Avellino – Fa tappa in città la campagna itinerante “Epatite B: il tour”, che sta percorrendo l’Italia, da Sud a Nord, per promuovere informazione, prevenzione, diagnosi precoce e trattamento tempestivo della malattia.
Un camper sosterà oggi e domani in diversi punti della città: un’occasione per i cittadini per ricevere il materiale informativo sulla patologia ed incontrare un medico specialista per approfondire le informazioni sull’epatite virale di tipo B o per una consulenza sui rischi legati alla patologia, i sintomi e gli esami di laboratorio necessari ad una diagnosi precoce.
Rapporti sessuali non protetti, scambio o riutilizzo di aghi e siringhe, condivisione di oggetti personali come rasoi o spazzolini da denti, piercing o tatuaggi: sono queste le principali vie di trasmissione del virus dell’epatite B, uno dei più potenti agenti virali che colpiscono l’uomo, 100 volte più contagioso dell’HIV. Oggi, diversamente da molti anni fa, è lo stile di vita a mettere le persone a rischio di contrarre l’epatite B: sono a rischio tutti quei comportamenti che espongono alla condivisione di liquidi biologici infettanti. E la categoria più esposta al contagio sono i conviventi del soggetto portatore dell’epatite B. “La prima raccomandazione è di prendere le opportune precauzioni per evitare il contatto con liquidi biologici infettanti – afferma Salvatore D’Angelo, Direttore U.O. Unità Fegato dell’Azienda Ospedaliera Moscati di Avellino – la seconda è di effettuare la vaccinazione, che in Italia è inclusa dal 1991 nell’elenco delle vaccinazioni obbligatorie per i nascituri, che conferisce un’immunità a lungo termine”. Alla sua virulenza si aggiunge il carattere asintomatico dell’infezione: molto spesso l’epatite B non dà sintomi specifici per anni e questo ritarda il momento della diagnosi.

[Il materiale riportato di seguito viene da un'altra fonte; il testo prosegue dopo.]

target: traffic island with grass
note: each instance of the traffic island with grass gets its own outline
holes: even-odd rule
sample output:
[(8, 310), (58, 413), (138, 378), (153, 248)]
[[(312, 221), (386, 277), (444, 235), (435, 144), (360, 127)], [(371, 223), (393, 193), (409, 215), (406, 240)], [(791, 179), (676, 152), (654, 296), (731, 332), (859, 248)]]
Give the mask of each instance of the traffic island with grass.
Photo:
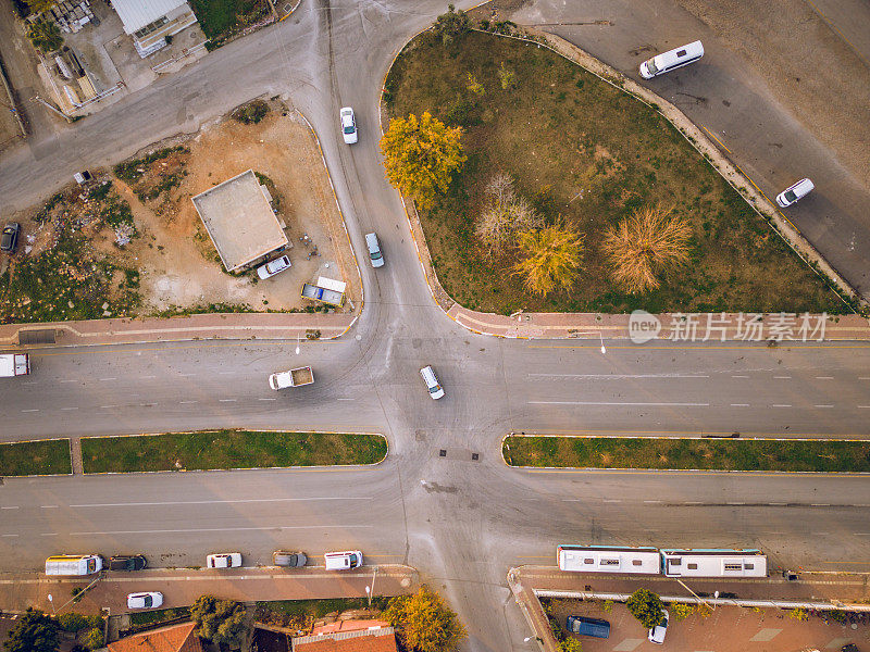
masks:
[(381, 435), (202, 430), (130, 437), (83, 437), (85, 473), (206, 471), (377, 464)]
[(69, 439), (0, 443), (0, 477), (72, 473)]
[[(463, 129), (468, 161), (421, 221), (467, 308), (847, 310), (654, 108), (546, 48), (436, 27), (399, 54), (384, 103), (390, 120), (428, 112)], [(531, 291), (557, 247), (566, 274)]]
[(870, 473), (870, 441), (506, 437), (510, 466)]

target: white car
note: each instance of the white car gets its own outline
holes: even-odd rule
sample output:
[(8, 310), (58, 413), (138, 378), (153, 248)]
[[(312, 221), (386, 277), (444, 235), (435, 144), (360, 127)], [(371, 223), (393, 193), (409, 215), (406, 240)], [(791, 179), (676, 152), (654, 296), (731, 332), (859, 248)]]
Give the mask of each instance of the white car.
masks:
[(649, 630), (648, 638), (651, 643), (658, 643), (659, 645), (664, 643), (664, 635), (668, 634), (668, 618), (670, 617), (671, 614), (668, 613), (667, 609), (661, 610), (661, 620)]
[(216, 552), (206, 557), (208, 568), (238, 568), (241, 566), (240, 552)]
[(282, 255), (276, 258), (274, 261), (269, 261), (265, 265), (260, 265), (257, 267), (257, 276), (260, 278), (269, 278), (270, 276), (274, 276), (278, 272), (284, 272), (284, 269), (289, 269), (290, 265), (290, 256)]
[(127, 609), (157, 609), (161, 604), (163, 604), (163, 593), (159, 591), (129, 593), (127, 595)]
[(791, 206), (801, 197), (809, 195), (816, 186), (809, 179), (800, 179), (794, 186), (790, 186), (776, 196), (776, 203), (781, 208)]
[(338, 112), (341, 123), (341, 135), (347, 145), (357, 142), (357, 120), (353, 117), (353, 109), (345, 106)]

Le fasce più colpite dall’infezione sono gli over 30 che non hanno ricevuto la vaccinazione obbligatoria dei primi anni ’90. Tra le persone che contraggono il virus dell’epatite B, circa il 90 per cento sviluppano un’infezione acuta, il 10 per cento una forma cronica che può essere causa di conseguenze gravi, come la cirrosi e l’epatocarcinoma: “L’infezione cronicizza quando l’organismo non riesce ad eliminare il virus – precisa il Dott. D’Angelo – La diagnosi precoce consente però di arrestare l’evoluzione del danno epatico.”
Fondamentali, per sbarrare la strada al virus, sono prevenzione e vaccinazione. Per favorire la diagnosi precoce, un ruolo fondamentale è affidato al medico di medicina generale, che in questa malattia ha un duplice ruolo: fare counselling sulla prevenzione del contagio, correggendo eventuali comportamenti a rischio, e ricercare l’infezione da HBV in tutti i soggetti a rischio di contrarre il virus, anche senza segni clinici e/o biochimici di malattia epatica.